Reinforcement Learning (Stream-X Module)

The Stream-X module provides streaming reinforcement learning algorithms built on the Autograd core. These algorithms learn online from single transitions without replay buffers.

Overview

Algorithm	Description	Actions
StreamAC	Actor-Critic with eligibility traces	Continuous / Discrete
StreamQ	Online Q-learning	Discrete
StreamSARSA	On-policy SARSA	Discrete

Component	Description
ObGD	Overshooting-bounded optimizer for RL
Normalizers	Running-stats observation normalization
Reward Scaling	Adaptive reward scaling

Building Stream-X

./install.sh --with-stream-x
# Or via CMake:
cmake .. -DAUTOGRAD_BUILD_STREAM_X=ON

Sources are in examples/stream_x/src/ and are only built when explicitly enabled.

Algorithms

StreamAC (Actor-Critic)

Policy gradient with learned value baseline. Available in continuous and discrete variants.

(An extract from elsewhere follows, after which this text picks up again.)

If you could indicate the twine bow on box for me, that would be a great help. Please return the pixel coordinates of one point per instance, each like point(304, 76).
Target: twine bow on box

Continuous Actions (Gaussian policy):

#include "stream_x/stream_ac_continuous.h"

int obs_dim = 11;
int act_dim = 3;
int hidden = 128;

// Construct agent (model is provided via set_model)
ContinuousStreamAC agent(obs_dim, /*lr=*/1.0f, /*gamma=*/0.99f, /*lambda=*/0.8f,
                         /*kappa_policy=*/2.0f, /*kappa_value=*/2.0f);

// Build actor/critic networks
nn::Sequential actor_backbone;
actor_backbone.add(nn::Linear(obs_dim, hidden));
actor_backbone.add(nn::ReLU());

nn::Sequential mu_head;
mu_head.add(nn::Linear(hidden, act_dim));

nn::Sequential std_head;
std_head.add(nn::Linear(hidden, act_dim));
std_head.add(nn::Softplus());

nn::Sequential critic;
critic.add(nn::Linear(obs_dim, hidden));
critic.add(nn::ReLU());
critic.add(nn::Linear(hidden, 1));

agent.set_model(actor_backbone, mu_head, std_head, critic);

// Training step
ag::Matrix norm_s = agent.normalize_observation(raw_state);
ag::Tensor s(norm_s, false);
ag::Tensor action = agent.sample_action(s);           // Samples from N(μ, σ)
ag::Float scaled_r = agent.scale_reward(raw_reward, done);
ag::Matrix norm_sn = agent.normalize_observation(raw_next_state);
ag::Tensor sn(norm_sn, false);
ag::Tensor r(ag::Matrix::Constant(1, 1, scaled_r), false);
agent.update(s, action, r, sn, done);

Discrete Actions (Categorical policy):

#include "stream_x/stream_ac_discrete.h"

int obs_dim = 11;
int n_actions = 4;
int hidden = 128;

DiscreteStreamAC agent(obs_dim, n_actions, 1.0f, 0.99f, 0.8f, 2.0f, 2.0f);

nn::Sequential actor;
actor.add(nn::Linear(obs_dim, hidden));
actor.add(nn::ReLU());
actor.add(nn::Linear(hidden, n_actions));
actor.add(nn::Softmax());

nn::Sequential critic;
critic.add(nn::Linear(obs_dim, hidden));
critic.add(nn::ReLU());
critic.add(nn::Linear(hidden, 1));

agent.set_model(actor, critic);

ag::Tensor action_idx = agent.sample_action(s);  // Returns action index (scalar tensor)

StreamQ (Q-Learning)

Value-based learning with epsilon-greedy exploration.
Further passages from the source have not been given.